Let’s take a closer look at the differences between the two.
Merchant cash advances are basically cash advances against future credit/debit card sales. Instead of making a monthly payment as you would with a bank loan, a small amount (generally 1% to 18% depending upon the terms of the advance) is deducted from every debit/credit card transaction. This is continued until the advance (and the interest) is paid off. There is no due date—just a percentage subtracted from every electronic transaction.
A cash flow loan, however, is different. It does have fixed payments, though they are based on the expected cash flow of your business and are made daily instead of monthly. Many cash flow loan companies also offer a few payment-free months as a bonus.
Merchant cash advances are not technically ‘loans’. Instead, they are categorized as ‘a purchase of a percentage of future profits’. Still, with that being said, you will need to pay back a larger sum than was advanced—which is where you get the ‘interest’ amount. These types of advances can sometimes have equivalent interest rates that range from 60 to 200% APR.
Cash flow loans, however, offer much more affordable interest rates. These rates are typically somewhere between 12 and 15%, depending upon the term of the loan.
Payments for merchant cash advances are not fixed and they have no due date. Repayments are accomplished whenever you process a credit/debit card transaction. Of course, some merchant cash advance companies might be willing to take a lower percentage from businesses with lower profit margins, such as grocery stores—though for the most part the amount deducted from electronic transactions will be based upon the amount of the advance and how many transactions you make each day.

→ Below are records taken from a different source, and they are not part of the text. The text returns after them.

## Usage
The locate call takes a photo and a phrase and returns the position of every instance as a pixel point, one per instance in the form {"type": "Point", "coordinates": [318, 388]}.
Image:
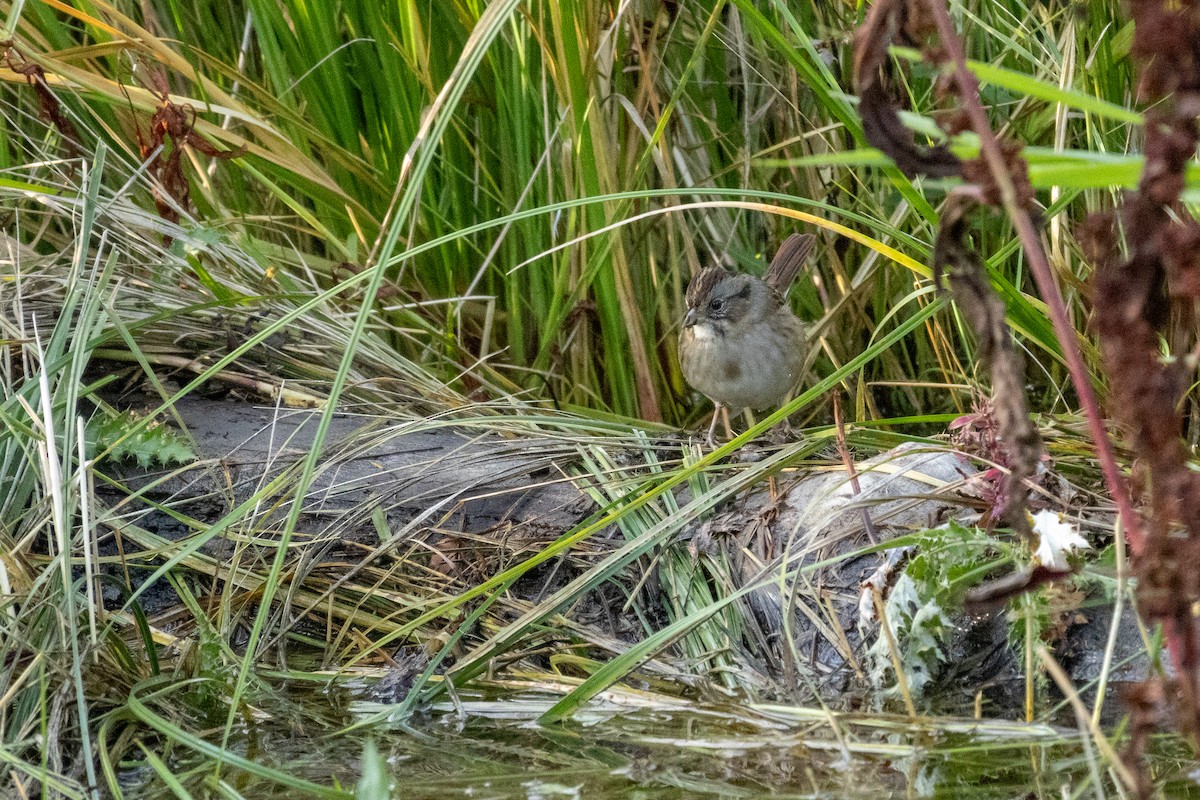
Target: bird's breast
{"type": "Point", "coordinates": [744, 368]}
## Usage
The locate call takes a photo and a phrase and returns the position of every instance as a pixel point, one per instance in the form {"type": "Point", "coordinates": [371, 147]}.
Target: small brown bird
{"type": "Point", "coordinates": [741, 346]}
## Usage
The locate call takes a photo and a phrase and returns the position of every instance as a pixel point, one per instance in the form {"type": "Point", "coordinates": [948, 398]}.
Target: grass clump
{"type": "Point", "coordinates": [449, 215]}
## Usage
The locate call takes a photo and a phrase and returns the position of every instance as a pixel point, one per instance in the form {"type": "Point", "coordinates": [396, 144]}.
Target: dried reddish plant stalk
{"type": "Point", "coordinates": [48, 104]}
{"type": "Point", "coordinates": [985, 311]}
{"type": "Point", "coordinates": [894, 22]}
{"type": "Point", "coordinates": [909, 22]}
{"type": "Point", "coordinates": [1133, 305]}
{"type": "Point", "coordinates": [178, 124]}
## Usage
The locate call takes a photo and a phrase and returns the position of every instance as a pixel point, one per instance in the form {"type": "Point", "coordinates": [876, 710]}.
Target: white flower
{"type": "Point", "coordinates": [1056, 540]}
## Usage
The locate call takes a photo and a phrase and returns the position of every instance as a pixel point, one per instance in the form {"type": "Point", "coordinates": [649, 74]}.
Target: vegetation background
{"type": "Point", "coordinates": [484, 212]}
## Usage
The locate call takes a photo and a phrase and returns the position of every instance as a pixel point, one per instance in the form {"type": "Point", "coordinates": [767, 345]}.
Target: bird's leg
{"type": "Point", "coordinates": [712, 428]}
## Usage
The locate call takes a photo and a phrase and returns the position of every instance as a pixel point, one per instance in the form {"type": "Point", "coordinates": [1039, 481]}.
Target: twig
{"type": "Point", "coordinates": [1042, 275]}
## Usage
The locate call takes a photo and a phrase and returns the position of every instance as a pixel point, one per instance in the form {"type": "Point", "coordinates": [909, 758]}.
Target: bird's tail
{"type": "Point", "coordinates": [789, 260]}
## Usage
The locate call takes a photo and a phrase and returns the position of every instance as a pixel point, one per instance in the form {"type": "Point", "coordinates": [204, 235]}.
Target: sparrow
{"type": "Point", "coordinates": [741, 344]}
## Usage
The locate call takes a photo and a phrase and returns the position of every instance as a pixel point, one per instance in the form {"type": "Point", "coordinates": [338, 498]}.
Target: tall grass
{"type": "Point", "coordinates": [479, 212]}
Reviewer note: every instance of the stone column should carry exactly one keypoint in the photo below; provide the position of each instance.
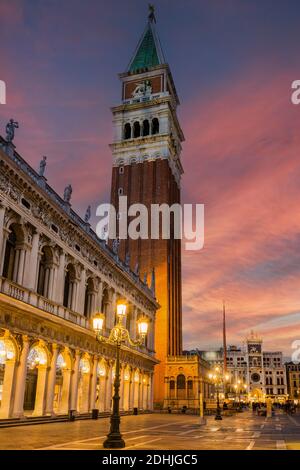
(65, 393)
(75, 379)
(98, 301)
(112, 310)
(132, 391)
(21, 266)
(58, 294)
(51, 381)
(150, 401)
(109, 388)
(16, 266)
(39, 406)
(102, 394)
(21, 380)
(80, 300)
(7, 394)
(94, 384)
(122, 379)
(3, 235)
(31, 281)
(85, 392)
(50, 282)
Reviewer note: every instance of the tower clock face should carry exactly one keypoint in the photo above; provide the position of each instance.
(255, 377)
(254, 348)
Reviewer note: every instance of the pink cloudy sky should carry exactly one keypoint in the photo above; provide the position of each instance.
(233, 66)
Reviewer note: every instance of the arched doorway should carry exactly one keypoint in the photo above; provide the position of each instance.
(70, 287)
(136, 385)
(126, 389)
(181, 394)
(84, 385)
(34, 397)
(257, 395)
(100, 387)
(62, 383)
(8, 357)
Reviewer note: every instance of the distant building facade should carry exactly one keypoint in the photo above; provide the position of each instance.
(187, 377)
(293, 380)
(260, 374)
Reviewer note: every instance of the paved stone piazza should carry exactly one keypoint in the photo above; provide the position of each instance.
(243, 431)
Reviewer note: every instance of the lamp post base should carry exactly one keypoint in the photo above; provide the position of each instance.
(114, 441)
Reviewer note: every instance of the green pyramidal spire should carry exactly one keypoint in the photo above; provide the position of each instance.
(148, 53)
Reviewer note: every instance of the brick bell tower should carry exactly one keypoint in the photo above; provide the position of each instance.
(147, 169)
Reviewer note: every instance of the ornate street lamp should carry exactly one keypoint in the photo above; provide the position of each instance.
(118, 335)
(238, 387)
(218, 379)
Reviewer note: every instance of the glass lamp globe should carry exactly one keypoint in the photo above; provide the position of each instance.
(98, 321)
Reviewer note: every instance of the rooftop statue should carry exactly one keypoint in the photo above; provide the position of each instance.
(68, 193)
(87, 214)
(42, 167)
(10, 130)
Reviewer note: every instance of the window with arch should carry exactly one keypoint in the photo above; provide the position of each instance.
(89, 298)
(45, 266)
(127, 131)
(146, 128)
(190, 387)
(136, 129)
(172, 388)
(105, 305)
(155, 126)
(69, 287)
(180, 386)
(10, 255)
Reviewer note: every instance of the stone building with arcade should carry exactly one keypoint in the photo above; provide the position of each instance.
(55, 274)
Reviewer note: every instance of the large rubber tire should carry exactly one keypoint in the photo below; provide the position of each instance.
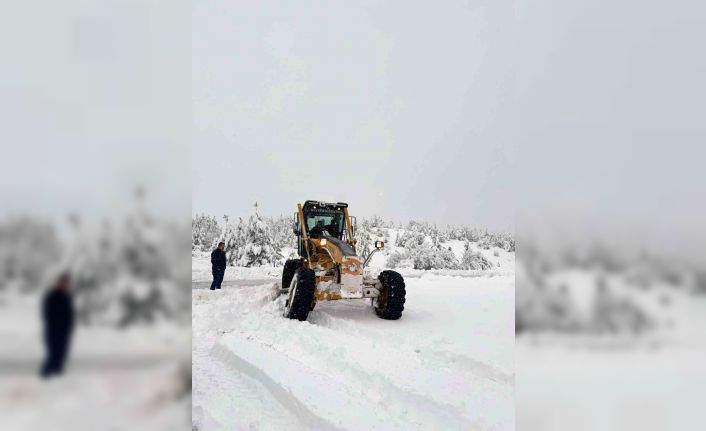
(290, 267)
(390, 303)
(302, 296)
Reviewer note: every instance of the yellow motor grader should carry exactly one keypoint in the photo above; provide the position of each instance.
(328, 267)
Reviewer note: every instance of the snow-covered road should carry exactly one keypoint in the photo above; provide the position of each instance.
(447, 364)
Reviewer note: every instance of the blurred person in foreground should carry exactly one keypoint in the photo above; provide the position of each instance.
(58, 317)
(218, 265)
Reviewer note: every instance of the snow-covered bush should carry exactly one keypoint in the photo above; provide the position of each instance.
(259, 248)
(205, 230)
(474, 260)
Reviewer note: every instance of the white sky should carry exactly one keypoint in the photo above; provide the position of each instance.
(612, 132)
(94, 101)
(401, 109)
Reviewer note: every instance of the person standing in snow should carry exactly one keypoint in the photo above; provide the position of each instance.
(58, 317)
(218, 265)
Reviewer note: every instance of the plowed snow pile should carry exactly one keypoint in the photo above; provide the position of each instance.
(446, 364)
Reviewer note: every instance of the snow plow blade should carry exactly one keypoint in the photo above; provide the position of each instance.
(276, 291)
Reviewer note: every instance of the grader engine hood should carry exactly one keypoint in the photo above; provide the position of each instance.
(351, 266)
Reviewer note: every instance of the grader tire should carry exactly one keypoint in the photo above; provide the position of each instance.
(390, 303)
(290, 267)
(302, 295)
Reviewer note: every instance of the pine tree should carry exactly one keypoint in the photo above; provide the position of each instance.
(474, 260)
(259, 248)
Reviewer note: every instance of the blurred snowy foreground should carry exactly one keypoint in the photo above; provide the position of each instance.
(446, 364)
(133, 379)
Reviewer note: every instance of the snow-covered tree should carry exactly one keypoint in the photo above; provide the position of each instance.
(364, 239)
(204, 232)
(259, 248)
(474, 260)
(234, 238)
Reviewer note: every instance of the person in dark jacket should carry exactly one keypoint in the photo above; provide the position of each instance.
(58, 317)
(218, 265)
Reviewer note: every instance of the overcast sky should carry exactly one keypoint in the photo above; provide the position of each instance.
(611, 136)
(94, 102)
(401, 109)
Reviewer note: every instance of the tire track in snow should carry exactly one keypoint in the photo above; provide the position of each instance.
(285, 398)
(425, 351)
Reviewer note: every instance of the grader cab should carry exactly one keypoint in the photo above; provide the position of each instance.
(329, 268)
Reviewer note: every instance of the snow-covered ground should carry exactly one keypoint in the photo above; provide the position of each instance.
(137, 379)
(446, 364)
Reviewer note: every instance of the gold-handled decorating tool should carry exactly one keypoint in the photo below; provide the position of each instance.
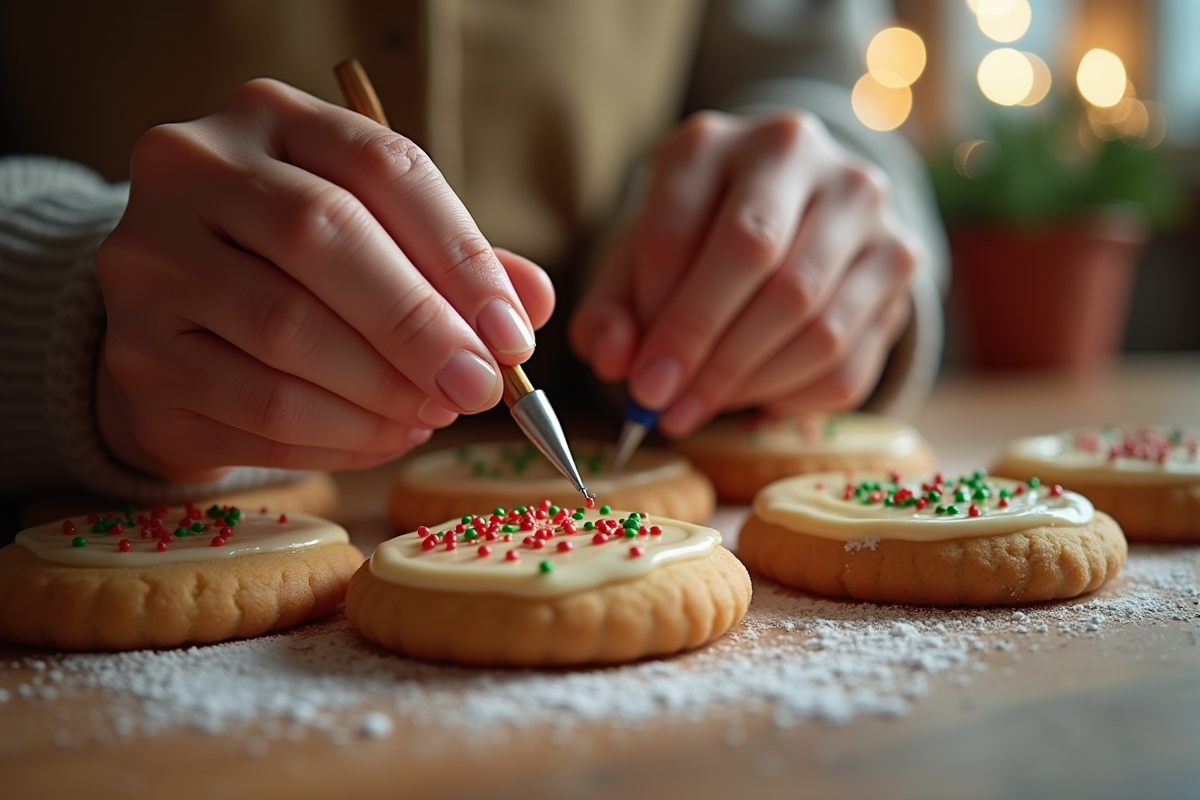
(528, 405)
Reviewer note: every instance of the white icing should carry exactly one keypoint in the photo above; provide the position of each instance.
(1085, 455)
(815, 505)
(256, 533)
(403, 560)
(819, 433)
(538, 477)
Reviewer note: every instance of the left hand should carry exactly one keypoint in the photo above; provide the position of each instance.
(766, 266)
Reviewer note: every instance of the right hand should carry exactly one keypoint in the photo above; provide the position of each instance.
(295, 286)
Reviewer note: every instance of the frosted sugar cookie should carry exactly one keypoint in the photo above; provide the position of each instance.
(1146, 476)
(316, 493)
(169, 576)
(972, 541)
(441, 483)
(744, 453)
(541, 585)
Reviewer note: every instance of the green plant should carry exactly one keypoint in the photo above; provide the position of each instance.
(1036, 170)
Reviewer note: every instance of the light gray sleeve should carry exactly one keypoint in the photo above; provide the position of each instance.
(763, 55)
(53, 216)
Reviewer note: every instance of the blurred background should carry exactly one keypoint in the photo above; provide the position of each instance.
(1063, 139)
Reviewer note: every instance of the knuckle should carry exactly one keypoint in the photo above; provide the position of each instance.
(798, 287)
(276, 409)
(324, 216)
(756, 238)
(287, 326)
(412, 316)
(394, 160)
(828, 337)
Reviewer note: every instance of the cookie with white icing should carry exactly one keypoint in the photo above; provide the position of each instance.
(971, 541)
(744, 453)
(438, 485)
(169, 576)
(541, 585)
(1146, 476)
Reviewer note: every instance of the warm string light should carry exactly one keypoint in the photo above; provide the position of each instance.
(882, 98)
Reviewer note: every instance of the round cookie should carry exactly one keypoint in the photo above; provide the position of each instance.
(744, 453)
(549, 587)
(1146, 476)
(438, 485)
(973, 541)
(169, 576)
(315, 493)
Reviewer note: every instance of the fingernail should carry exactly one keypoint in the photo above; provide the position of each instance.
(435, 415)
(655, 384)
(468, 380)
(503, 329)
(683, 416)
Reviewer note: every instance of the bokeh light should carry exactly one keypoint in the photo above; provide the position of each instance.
(975, 157)
(1042, 79)
(895, 56)
(879, 107)
(1003, 20)
(1101, 78)
(1006, 77)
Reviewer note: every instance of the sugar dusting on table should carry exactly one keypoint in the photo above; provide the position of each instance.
(795, 657)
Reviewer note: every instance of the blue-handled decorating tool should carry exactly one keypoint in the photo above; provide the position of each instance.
(639, 421)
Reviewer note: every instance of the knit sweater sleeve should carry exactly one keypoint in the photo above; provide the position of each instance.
(53, 216)
(807, 54)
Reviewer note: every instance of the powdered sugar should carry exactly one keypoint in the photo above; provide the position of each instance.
(796, 657)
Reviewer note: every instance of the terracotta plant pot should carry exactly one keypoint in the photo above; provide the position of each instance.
(1057, 299)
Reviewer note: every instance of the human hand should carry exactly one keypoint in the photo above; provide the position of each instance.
(766, 268)
(295, 286)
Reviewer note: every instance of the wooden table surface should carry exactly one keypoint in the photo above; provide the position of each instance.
(1109, 714)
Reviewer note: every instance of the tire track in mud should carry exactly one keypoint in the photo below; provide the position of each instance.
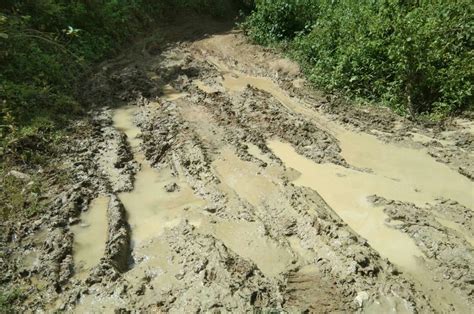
(199, 140)
(207, 215)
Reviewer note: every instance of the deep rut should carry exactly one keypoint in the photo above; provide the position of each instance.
(224, 185)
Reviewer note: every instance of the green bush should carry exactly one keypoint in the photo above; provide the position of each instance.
(45, 46)
(414, 56)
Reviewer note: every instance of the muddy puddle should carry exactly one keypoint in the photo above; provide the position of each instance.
(347, 191)
(90, 235)
(378, 168)
(159, 199)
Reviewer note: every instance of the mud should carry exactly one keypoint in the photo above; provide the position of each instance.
(209, 177)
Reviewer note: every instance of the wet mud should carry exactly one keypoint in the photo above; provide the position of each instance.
(210, 177)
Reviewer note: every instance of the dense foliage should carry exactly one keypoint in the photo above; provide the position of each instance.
(415, 56)
(45, 46)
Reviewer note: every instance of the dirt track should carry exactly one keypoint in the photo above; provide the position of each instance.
(214, 179)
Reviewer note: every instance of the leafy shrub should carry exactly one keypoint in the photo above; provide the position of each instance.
(415, 56)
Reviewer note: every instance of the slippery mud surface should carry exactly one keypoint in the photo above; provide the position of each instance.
(211, 178)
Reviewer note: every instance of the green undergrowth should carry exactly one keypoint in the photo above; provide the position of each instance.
(413, 56)
(46, 46)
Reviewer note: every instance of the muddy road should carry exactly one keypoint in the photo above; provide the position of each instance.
(210, 177)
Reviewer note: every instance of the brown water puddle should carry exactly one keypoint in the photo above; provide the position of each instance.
(346, 191)
(150, 207)
(393, 172)
(423, 178)
(90, 236)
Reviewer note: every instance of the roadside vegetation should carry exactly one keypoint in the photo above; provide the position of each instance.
(414, 56)
(46, 49)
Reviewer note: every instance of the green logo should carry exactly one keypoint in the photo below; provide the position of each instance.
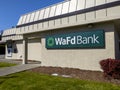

Cash flow loans, on the other hand, have a fixed daily repayment plan and a set due date. Most of these loans are available in 6 and 12 month terms and operate a lot like a bank loan in most other respects—albeit without the difficulty associated with getting approved.
Fast Funds with Payment Plans for the Way You Do Business
Both of these options can provide you with much-needed capital on short notice, though there are definitely a few differences between them. If you are considering one of these options to finance that new oven for your restaurant or lift for your auto repair shop, it is probably because you have had some credit and/or collateral challenges that are keeping you from acquiring a bank loan. If so, then you are definitely on the right track. Another reason why you might be considering these options is because you need the capital sooner rather than later. Again, if this is the case, then you are on the right path by considering these options, though it is important that you really investigate and do your research before making a choice.
Figuring out which is better for you will really depend upon your situation, though there are a few things to keep in mind as you contemplate both where your business is now and where you want it to be. One very obvious difference between these two is in the equivalent interest. You are going to pay much, much less in the long run for a cash flow loan than you will for a merchant cash advance, which is why a cash flow loan is usually recommended first.
Of course, a merchant cash advance does not hold you to a regular repayment plan. But then again, if you have a particularly good month in terms of sales, you will also end up paying more. This will help to pay off the advance sooner, but it won’t give you much of a choice in how you allocate your extra funds.
A cash flow loan, on the other hand, gives you a small daily payment plan that is fixed. You know what it is going to be, and it won’t change. This makes it easier to allocate extra funds to different parts of your business without it effecting your loan repayments.
Some businesses find that merchant cash advances will simply put them into a loss situation due to the higher interest rates. Losing money is not good for any business, though you should also keep in mind that your situation might be different than that of other businesses—even in your same market or sector.
In the end, there is no substitute for some thorough research and self-evaluation. Keep your goals at the forefront of your mind and ask yourself which option fits more in line with your plans for the future.